13 Mar 2026 Estimating prevalence and predictors of glucose-lowering overtreatment among older adults with type 2 diabetes in long-term care and community settings: a machine learning–based cohort study
Authors: Greg Carney, Sean Burnett, Anshula Ambasta, Wade Thompson, Linda Lapp, Colin Dormuth.
Published: 13 March 2026.
https://bmjopen.bmj.com/content/16/3/e106707.info
Abstract
Objective: To estimate the prevalence of potential overtreatment of type 2 diabetes mellitus (T2DM) among older adults and to develop and compare predictive models to identify patient and physician characteristics associated with overtreatment.
Design: Population-based retrospective cohort study with predictive modelling.
Setting: A province-wide, publicly funded healthcare system in British Columbia, Canada, using linked administrative health claims data from 2016 to 2023.
Participants: Residents of long-term care facilities over age 65, and community-dwelling individuals over age 75, with a diagnosis of T2DM and a glycated haemoglobin (A1C) laboratory value ≤7.0%. Participants were required to have ≥365 days of continuous provincial health insurance coverage prior to their index A1C test. Patients receiving palliative care and those with missing physician information were excluded.
Primary and secondary outcome measures: Potential overtreatment of T2DM, defined a priori as overlapping prescriptions for ≥2 glucose-lowering medications or ≥1 insulin or sulfonylurea dispensing within 90 days after the index A1C test. Model performance outcomes included discrimination (area under the curve (AUC), sensitivity, specificity, positive predictive value and negative predictive value). Performance metrics were calculated with 95% CIs using a 25% temporally distinct test dataset (2021–2023). No changes were made to outcome definitions after protocol development.
Results: Among 133 773 patients with an A1C≤7.0%, 38 074 (28.5%) were classified as overtreated. These patients had a mean age of 79.6 years, were 47% female, and had a median A1C of 6.4%. The gradient boost model was the best performing model overall, using a combination of expert-selected variables and data-driven variables, achieving an AUC of 0.87, sensitivity of 0.81 and negative predictive value of 0.89. The top predictors of overtreatment included use of blood glucose test strips, A1C test volume, polypharmacy, specialist involvement and measures of diabetes severity.

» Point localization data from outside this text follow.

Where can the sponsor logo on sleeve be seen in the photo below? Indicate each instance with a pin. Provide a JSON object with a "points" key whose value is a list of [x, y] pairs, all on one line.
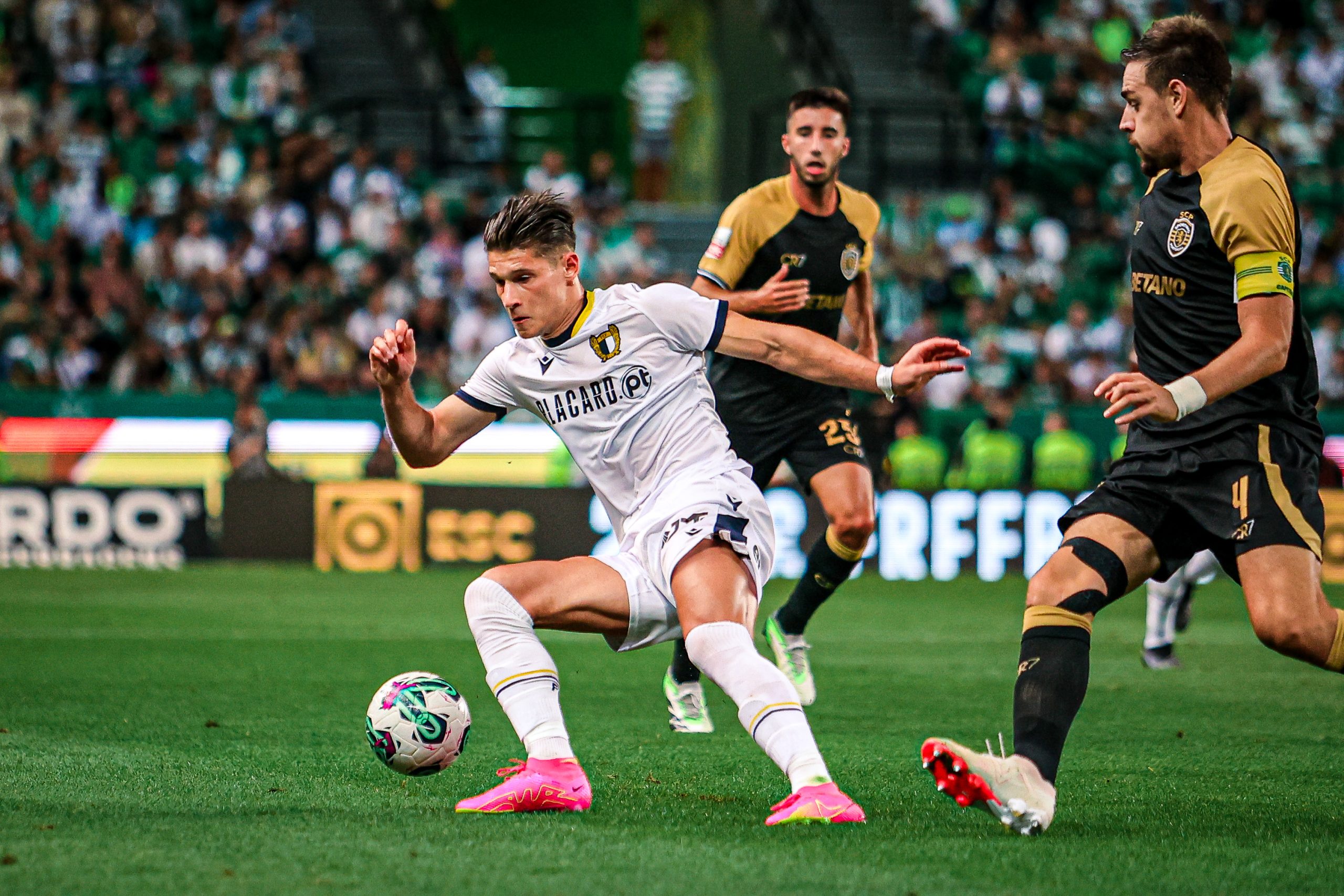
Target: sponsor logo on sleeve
{"points": [[719, 244]]}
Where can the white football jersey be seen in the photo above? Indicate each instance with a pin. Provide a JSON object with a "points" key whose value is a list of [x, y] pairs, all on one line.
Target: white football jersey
{"points": [[624, 388]]}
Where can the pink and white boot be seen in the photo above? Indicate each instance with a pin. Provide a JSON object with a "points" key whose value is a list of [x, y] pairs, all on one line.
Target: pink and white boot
{"points": [[537, 785], [824, 804]]}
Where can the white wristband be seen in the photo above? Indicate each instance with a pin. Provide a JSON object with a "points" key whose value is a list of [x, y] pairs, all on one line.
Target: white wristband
{"points": [[885, 382], [1189, 395]]}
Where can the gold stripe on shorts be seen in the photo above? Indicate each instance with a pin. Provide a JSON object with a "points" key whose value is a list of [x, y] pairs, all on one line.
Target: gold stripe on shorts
{"points": [[1284, 500]]}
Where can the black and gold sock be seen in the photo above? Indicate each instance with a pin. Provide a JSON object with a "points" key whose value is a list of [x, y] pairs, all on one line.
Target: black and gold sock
{"points": [[1052, 684], [683, 671], [830, 563]]}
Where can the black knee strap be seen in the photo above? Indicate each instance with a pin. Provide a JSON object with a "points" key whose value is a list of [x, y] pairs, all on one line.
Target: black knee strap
{"points": [[1105, 562], [1088, 602]]}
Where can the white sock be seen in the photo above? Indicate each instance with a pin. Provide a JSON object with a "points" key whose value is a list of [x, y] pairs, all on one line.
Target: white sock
{"points": [[1163, 598], [768, 705], [518, 669]]}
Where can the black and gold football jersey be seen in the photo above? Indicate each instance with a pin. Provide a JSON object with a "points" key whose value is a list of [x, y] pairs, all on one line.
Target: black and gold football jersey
{"points": [[1202, 244], [761, 230]]}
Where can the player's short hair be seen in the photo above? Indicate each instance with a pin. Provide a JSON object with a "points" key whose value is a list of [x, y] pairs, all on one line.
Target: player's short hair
{"points": [[822, 99], [539, 222], [1186, 49]]}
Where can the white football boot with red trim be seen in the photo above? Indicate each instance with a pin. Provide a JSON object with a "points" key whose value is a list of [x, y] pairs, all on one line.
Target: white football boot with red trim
{"points": [[1009, 787]]}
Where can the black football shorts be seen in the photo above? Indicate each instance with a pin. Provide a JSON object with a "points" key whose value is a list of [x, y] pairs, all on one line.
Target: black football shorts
{"points": [[810, 442], [1256, 487]]}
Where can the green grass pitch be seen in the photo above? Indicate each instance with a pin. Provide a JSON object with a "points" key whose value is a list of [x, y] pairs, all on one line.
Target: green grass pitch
{"points": [[201, 733]]}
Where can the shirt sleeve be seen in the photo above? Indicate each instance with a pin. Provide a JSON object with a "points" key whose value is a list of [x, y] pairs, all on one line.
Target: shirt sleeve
{"points": [[689, 320], [1253, 225], [488, 388], [734, 245]]}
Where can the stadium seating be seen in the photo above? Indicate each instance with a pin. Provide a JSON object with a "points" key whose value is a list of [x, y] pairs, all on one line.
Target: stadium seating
{"points": [[179, 219]]}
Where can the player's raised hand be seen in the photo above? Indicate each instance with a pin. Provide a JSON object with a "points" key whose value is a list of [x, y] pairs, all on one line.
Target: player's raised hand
{"points": [[393, 355], [777, 296], [927, 361], [1141, 395]]}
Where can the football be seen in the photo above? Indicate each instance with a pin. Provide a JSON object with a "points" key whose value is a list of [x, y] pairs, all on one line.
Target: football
{"points": [[417, 723]]}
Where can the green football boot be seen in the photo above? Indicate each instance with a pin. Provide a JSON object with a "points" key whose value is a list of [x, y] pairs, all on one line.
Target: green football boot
{"points": [[791, 655]]}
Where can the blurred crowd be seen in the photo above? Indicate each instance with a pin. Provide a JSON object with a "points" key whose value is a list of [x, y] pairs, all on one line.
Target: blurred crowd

Conclusions: Overtreatment of T2DM was prevalent among older adults in our cohort. Machine learning algorithms that integrate clinical expertise with data-driven variable selection performed the best in predicting T2DM overtreatment. We identified several patient and physician characteristics as key contributors that may inform future clinical practice and quality improvement initiatives, although external validation is required before clinical implementation.